こちらに足を踏み入れたとたんに魔物はこちらの世界の何かに姿を変える。

例えば風に、あるいは木に、そしてリュクセイルのように動物に。

混じるのだといわれている。

魔物と似たような力のある何かがこちらの世界にもあって、

それは風や木や動物の姿で存在している。

その中に混じって、

あちらにいた時のように力がだせない。

すなわち

――戻れない。

雨が降っていた。

力はもういくらも残っていない。

けれど、その時、リュクセイルには分かった。

なぜ本能が力を著しく浪費しながらこちらに自分をひきずったのか。

この木々の向こうに楔がいる。

この何十年、求め続けて、得られなかった楔。

――ゼド、お前の勘が当たり、だ。

次の楔は女だ。

ただし、色っぽくはない。

まだ子供だ。

くすり、とリュクセイルは笑う。

――もう、楔のところにいく力も残っていないな。

目を閉じる。

その時楔の気配が近づいてくるのがわかった。

確かな足取りで。

――なぜ。

自分が楔だと知るはずもないのに、私に気づくのか。

伸ばされる両腕。

楔の手がリュクセイルの身体に触れた。

切なく、なつかしい感触がした。

腕の中に掬いあげられる。

その手のひらの暖かさにリュクセイルは怯える。

――なぜ。

私を知らぬ楔が、どうして、私を抱くのか。

幸せの記憶。

ああ、私はきっと彼女を求めるだろう。

薄く目をあけた瞬間。

リュクセイルは絶望した。

黒い瞳が彼を絡めとる。

囚われた。

強い光。

「キレイだ…、とても、色が。
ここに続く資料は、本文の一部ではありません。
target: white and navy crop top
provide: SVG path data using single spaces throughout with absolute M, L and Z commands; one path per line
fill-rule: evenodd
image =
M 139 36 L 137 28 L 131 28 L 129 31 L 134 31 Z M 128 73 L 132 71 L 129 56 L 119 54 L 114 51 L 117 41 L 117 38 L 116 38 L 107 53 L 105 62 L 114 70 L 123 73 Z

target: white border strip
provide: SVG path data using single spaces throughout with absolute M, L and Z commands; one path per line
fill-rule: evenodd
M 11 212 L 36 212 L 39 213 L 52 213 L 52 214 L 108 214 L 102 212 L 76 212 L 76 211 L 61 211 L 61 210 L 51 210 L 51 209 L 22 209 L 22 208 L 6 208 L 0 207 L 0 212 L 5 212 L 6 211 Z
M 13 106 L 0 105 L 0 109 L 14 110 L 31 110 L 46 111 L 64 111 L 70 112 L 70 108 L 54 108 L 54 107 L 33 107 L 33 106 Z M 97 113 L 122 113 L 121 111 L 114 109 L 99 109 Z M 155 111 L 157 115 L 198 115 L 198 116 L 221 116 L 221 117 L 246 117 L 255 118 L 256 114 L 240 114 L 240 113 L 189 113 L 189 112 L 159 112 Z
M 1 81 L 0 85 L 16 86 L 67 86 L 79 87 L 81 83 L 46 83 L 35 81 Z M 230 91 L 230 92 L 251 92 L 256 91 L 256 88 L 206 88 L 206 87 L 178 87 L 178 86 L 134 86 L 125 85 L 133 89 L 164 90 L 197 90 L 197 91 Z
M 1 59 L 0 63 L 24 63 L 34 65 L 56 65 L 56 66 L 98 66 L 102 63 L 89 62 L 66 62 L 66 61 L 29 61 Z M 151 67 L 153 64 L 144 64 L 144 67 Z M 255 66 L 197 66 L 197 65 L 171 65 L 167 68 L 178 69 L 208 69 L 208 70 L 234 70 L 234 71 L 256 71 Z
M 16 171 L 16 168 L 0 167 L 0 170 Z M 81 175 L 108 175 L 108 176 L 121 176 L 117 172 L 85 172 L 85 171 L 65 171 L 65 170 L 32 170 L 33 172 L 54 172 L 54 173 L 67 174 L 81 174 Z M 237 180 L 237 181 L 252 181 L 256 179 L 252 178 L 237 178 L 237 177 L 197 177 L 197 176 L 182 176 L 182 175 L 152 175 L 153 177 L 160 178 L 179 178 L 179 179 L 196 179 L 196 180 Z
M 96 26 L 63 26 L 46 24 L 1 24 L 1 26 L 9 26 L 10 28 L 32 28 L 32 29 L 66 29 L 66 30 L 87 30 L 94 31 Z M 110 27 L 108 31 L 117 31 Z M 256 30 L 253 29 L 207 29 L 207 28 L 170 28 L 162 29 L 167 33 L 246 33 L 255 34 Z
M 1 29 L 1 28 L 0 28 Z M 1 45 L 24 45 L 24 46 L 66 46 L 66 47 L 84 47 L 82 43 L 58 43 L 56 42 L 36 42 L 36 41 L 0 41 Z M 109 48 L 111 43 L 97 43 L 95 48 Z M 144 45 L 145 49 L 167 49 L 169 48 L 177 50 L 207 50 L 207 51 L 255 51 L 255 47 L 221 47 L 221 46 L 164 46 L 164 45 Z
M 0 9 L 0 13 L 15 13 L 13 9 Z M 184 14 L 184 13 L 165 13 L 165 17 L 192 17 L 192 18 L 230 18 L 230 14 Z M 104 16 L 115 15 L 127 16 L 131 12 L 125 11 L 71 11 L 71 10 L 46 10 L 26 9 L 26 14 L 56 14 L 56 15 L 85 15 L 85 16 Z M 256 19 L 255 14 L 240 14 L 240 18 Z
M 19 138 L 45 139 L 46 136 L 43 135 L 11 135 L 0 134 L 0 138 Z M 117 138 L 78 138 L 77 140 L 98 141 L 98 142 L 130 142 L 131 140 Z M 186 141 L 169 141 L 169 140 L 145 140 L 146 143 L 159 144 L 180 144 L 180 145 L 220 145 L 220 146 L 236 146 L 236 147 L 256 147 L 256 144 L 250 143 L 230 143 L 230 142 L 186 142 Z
」

目に染みる光。

「お前の瞳の色…キレイだ。」

憧れにも似た希求。

力が尽きるそのぎりぎりのところでリュクセイルは凛子に囁いた。

「お前に私の祝福を。」

その途端、リュクセイルに吐き気がするほどの力が流れ込んでくる。

もともとのリュクセイルの力に比べれば僅かな量にすぎなかったが、

何十年かぶりに満たされる力の奔流にリュクセイルは僅かに溜息をつく。

楔の傍にいるとき魔物は強大な力を得る。

その時空気がぐにゃりとねじれた。

楔を得た以上、長居は不要と本能が判断したのだろう。

リュクセイルはあちらの存在であるがゆえに、

戻る分には破綻がない。

消えゆく力もそれほどではなかった。

人の姿にもどって、楔を抱いて

もといた森の夜の静寂に降り立つ。

狭間を移動する衝撃で意識を失った楔の少女を気遣うように見やる。

だが、たかがこれだけの狭間の移動でも

僅かしか残されていないリュクセイルの力は尽きかける。

先ほど切り刻んだ人が転がっている。

僅かな命を残して。

こうなった以上、力を求める必要があった。

リュクセイルはその身の一部を剣に変えて僅かに残った命を切り裂く。

断末魔の返り血を浴びて

禍々しい本能が狂喜する。

まだ力が足りぬ。

人の姿を保つことすらできない。

楔とともにある時、魔物の本来の姿は剣となる。

楔の少女の手の先にリュクセイルはその身を横たえた。